Мысли мчались, и откуда-то издалека доносилась старушечья трескотня:

— Что касаемо глины, так она у нас с секретом, — такого богатства во всей области не сыщещь. Ученые люди в Москву на анализ возили секрет распознавать, да так и не распознали.

Василий чуть покосился на нее блеснувшим зрачком и сразу прикрыл глаза ресницами: «Кому рассказываешь? — со скрытой усмешкой подумал он. — Давно ваши луга да овраги хожены-перехожены. А та цена вашим глинам, какую я знаю, тебе и во сне не снилась».

— Луга у вас не плохи, — сдержанно сказал он, — да пашни не богаты.

— Ой, Василий Кузьмич, в том и обида! — быстро сказала молоденькая, — что у вас земля, что у нас, одинакова, да ведь к нам трактора ездют в последнюю очередь, а комбайна и вовсе не допросишься. У вас рожь по плечо, у нас по колено, — обидно и глядеть!

Старуха метнула на молоденькую грозный взгляд. По ее мнению, не политично было рассказывать о колхозных недостатках.

— А озеро наше самое подходящее для всякой рыбы, — перебила она девушку. — Как агроном приезжает, так каждый раз говорит, — в вашем озере можно тысячи рублей выудить!

Тонны рыбы и ферма водоплавающей птицы на берегу озера явственно представились Василию. Он сдвинул брови и сказал:

— Не в рыбе, а в людях суть вопроса.

— Наши девчата не хуже ж ваших! — воскликнула молоденькая. — И мы нынче как старались! Хлеб густой, а налива нет. Разве ж нам не обидно?!

Звонкий голос ее дрогнул такой горькой и откровенной обидой, что Василий вдруг от души понял ее и устыдился. «Я об глинах думаю, а тут люди страдают».

Стapyxa сердито посмотрела на молодую и поспешила замять невыгодный, по ее мнению, разговор, но Ефимкин оборвал ее:

— Хвалить зря не буду, но и хулить зря ни к чему. Земли не хуже ваших, да развороту меньше. И хозяина настоящего нет. Я человек простреленный по всем направлениям. У меня каждый год из разных мест вынимают осколки. Я неделю работаю, месяц лежу в больнице. При хорошем хозяине все иначе встанет.

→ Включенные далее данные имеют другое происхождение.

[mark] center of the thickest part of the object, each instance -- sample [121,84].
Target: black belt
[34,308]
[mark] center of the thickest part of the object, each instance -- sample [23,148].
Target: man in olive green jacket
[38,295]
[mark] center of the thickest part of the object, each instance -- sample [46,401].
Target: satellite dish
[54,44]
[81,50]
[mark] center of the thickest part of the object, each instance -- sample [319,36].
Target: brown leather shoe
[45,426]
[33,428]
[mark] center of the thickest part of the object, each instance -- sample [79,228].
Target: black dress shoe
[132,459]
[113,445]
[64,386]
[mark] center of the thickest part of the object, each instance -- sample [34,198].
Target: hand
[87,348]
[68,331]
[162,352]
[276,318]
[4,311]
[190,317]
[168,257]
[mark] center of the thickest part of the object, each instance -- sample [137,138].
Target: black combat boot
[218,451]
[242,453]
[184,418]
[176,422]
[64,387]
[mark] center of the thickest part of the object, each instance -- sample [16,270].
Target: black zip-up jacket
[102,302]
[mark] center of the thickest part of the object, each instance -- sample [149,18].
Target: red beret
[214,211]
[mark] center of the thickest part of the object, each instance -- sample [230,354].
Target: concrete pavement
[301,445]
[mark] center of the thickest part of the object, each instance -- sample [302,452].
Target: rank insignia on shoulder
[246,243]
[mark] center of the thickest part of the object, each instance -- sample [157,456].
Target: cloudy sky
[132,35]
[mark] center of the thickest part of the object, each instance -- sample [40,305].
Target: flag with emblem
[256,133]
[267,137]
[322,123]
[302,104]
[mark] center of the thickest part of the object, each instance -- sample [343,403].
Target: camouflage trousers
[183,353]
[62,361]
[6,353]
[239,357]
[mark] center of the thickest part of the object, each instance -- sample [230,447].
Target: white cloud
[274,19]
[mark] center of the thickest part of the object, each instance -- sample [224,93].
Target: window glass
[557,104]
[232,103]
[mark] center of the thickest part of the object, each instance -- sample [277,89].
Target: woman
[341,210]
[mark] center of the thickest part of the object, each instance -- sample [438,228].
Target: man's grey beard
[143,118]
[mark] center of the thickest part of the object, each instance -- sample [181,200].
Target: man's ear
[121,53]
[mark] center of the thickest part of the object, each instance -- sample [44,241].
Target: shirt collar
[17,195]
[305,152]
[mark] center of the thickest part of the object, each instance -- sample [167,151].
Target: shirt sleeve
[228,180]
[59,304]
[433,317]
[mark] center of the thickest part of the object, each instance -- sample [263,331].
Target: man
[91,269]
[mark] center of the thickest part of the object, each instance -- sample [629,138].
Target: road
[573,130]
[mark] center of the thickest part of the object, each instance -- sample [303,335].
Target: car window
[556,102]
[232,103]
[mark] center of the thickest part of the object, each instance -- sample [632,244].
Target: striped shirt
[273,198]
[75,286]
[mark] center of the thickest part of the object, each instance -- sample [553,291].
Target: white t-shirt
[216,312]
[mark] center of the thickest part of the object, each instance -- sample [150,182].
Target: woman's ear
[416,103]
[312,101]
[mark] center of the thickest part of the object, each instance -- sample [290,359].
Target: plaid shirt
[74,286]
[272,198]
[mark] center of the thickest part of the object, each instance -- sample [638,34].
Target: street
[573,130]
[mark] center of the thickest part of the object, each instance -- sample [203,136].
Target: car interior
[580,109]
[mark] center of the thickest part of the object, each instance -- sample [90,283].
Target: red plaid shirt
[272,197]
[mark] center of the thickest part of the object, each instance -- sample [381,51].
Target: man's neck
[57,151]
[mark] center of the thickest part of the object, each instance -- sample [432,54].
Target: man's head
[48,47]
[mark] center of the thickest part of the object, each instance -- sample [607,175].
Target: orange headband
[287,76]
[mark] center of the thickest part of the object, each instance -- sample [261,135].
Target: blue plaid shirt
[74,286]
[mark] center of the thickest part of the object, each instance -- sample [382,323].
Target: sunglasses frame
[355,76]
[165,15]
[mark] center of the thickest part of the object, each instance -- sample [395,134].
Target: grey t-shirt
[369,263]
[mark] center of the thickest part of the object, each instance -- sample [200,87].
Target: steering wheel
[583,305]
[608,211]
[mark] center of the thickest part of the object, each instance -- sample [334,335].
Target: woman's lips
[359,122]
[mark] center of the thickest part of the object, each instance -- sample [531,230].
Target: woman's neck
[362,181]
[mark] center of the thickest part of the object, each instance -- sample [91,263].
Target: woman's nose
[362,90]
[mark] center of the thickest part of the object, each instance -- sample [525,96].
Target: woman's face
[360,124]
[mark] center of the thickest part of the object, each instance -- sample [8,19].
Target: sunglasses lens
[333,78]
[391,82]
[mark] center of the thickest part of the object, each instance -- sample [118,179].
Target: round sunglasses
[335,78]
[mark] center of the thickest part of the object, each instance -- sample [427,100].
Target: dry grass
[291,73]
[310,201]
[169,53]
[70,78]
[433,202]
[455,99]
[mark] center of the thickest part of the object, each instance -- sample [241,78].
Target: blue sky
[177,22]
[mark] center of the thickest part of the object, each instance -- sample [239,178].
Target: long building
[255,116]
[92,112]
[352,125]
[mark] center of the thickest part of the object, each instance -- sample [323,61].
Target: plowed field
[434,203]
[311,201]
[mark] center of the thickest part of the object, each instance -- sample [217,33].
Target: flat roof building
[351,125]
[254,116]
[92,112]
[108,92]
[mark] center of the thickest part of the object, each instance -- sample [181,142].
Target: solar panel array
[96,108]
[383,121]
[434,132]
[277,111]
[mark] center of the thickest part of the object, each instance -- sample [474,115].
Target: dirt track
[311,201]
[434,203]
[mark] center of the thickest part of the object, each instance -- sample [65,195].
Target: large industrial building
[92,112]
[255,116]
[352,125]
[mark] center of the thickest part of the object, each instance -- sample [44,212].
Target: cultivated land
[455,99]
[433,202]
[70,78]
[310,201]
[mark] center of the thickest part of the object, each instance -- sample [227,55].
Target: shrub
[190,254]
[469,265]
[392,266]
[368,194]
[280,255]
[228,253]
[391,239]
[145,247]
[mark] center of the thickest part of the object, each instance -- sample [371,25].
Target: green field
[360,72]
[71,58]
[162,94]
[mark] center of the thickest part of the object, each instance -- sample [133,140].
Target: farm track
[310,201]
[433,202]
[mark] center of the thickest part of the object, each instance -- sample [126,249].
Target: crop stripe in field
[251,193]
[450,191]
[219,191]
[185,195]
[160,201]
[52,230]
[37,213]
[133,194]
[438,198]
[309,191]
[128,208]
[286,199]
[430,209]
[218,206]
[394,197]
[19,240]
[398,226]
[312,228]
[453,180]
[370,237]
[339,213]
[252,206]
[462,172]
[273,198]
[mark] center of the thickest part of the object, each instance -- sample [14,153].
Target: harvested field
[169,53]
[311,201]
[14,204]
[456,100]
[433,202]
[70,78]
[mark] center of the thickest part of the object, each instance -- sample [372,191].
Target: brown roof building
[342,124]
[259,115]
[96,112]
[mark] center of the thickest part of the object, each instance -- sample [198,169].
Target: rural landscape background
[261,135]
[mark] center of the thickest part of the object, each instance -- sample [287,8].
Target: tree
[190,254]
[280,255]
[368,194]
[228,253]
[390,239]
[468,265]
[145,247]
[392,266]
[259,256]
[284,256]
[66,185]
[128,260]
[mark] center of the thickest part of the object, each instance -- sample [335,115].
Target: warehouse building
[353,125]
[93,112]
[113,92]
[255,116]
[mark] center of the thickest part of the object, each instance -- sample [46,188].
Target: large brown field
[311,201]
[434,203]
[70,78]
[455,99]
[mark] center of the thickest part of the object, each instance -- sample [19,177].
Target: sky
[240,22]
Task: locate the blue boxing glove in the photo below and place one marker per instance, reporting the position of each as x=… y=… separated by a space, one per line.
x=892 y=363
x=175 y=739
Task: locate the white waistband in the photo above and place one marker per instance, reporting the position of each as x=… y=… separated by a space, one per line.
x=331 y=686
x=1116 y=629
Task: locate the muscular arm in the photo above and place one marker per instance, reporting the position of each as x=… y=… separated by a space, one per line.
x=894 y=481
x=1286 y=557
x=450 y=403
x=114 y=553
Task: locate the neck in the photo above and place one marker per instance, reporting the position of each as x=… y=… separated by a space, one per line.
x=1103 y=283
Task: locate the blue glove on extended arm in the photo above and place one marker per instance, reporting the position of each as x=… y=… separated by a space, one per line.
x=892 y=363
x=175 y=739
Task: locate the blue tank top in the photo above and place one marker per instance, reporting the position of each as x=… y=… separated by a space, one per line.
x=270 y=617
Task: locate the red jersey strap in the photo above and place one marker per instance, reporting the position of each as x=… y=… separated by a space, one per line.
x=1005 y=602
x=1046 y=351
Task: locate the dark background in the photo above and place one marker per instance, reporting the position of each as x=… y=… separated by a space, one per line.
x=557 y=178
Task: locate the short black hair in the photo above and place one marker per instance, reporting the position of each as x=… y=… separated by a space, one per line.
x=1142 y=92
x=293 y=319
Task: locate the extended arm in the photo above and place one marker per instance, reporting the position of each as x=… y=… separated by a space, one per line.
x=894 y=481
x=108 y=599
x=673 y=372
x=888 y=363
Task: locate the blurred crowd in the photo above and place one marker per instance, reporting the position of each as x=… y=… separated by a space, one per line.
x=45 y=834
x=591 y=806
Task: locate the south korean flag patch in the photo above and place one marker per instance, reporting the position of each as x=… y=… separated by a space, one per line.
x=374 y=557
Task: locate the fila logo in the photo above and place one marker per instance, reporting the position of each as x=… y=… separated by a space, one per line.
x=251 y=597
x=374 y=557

«Тут не в глинах и не в лугах дело, — думал Василий. — Тут людям худо! Люди никак не наладятся с малым своим хозяйством. А у меня об людях была последняя забота. Или права старуха, что вокруг меня плетенки плетет, как вокруг корыстного хозяина, будто у меня, кроме корысти, и интересу не может быть? Или правы Ефимкин да эта курносенькая, что со мной как с коммунистом напрямик говорят про свою беду и ждут моего прямого слова?»

Он посмотрел на Ефимкина пристыженным взглядом и сказал:

— Моя точка зрения — принять вас. На этом я буду стоять. Однако один решать не могу. Обсудим с колхозниками.

Когда гости ушли, Василий долго стоял у окна. Дорога зигзагами вилась вокруг перелесков, воробьи качались на проводах.

«Дорогу надо прямую как стрела. Перелески долой! — Думал он, — Провода перекинуть к кирпичному заводу прямиком через лес. Строить будем из кирпича. Водрузим силосные башни…»

Все шевелилось, все двигалось перед ним — отступали перелески, выпрямлялись дороги, поднимались здания, и чем ощутимее становилось это движение, тем спокойнее делался он сам.

Перед тем как обсуждать вопрос на собрании, он решил посоветоваться с секретарем райкома. Он приехал в райком вечером, и, увлеченный своими мыслями, не постучавшись, толкнул дверь в кабинет первого секретаря. Стрельцов был один. Он поднял голову, увидел массивную фигуру Василия и вдруг отчетливо припомнил его первое посещение — вот так же, без стука, без предупрежденья, вырос тогда на пороге этот темноголовый, широкоплечий человек, с горячими, утонувшими в чащобе ресниц глазами.